A journal of narrative writing.
Apology

a Machado, Lorca, et al I lie to my students. Get the facts wrong. Read their poems and don’t tell them they are the same poems I’d written years ago before deciding to despise them. In the afterlife, always this reiteration of errors, this hearkening back unto the stark & narrow chiaroscuro of one’s original attraction to the dark, the duende whose flamencos are heeled upon battered wooden planks. And the lines between sentiment and passion? How could one describe them without a drink in hand of nasty gin or minty mojito?
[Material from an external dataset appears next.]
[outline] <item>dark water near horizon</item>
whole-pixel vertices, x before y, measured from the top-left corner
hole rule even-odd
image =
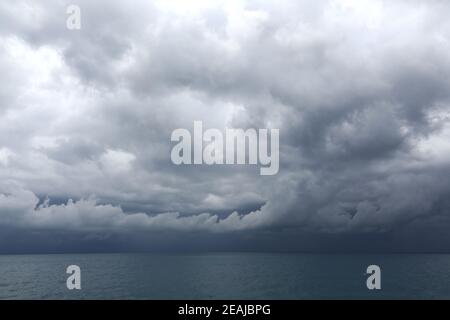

Tonight in a place nouveau Andaluz, swart and seemly, Ulrecka dances accompanied by a jonesing silk-fingered Pole plucking the heart from a strung guitar. Across her face, shadows & grimaces like a woman making love to herself inside the distracted, dilating whole of her body a-tick with hips & castanets and steps steeped in pattering vent down upon the otherwise earthen floor. Below, lesser ghosts go pissing off back to the stirred porridge of such grief as once consumed them, their hunger keened in the mouth of an authentic gypsy housewife offering her voice like bread or bridal sheet seasoned with a spot of blood. That aria gleaned of gall & cries can’t be taught but as notes, and of dance, the simplest tithe is a discipline the flesh merely repeats. I lie to my students, despair the lack in myself to make visible the ink inside of each word, am feckless to teach how to reach beyond postures to the act bent upon living with what it can & can’t.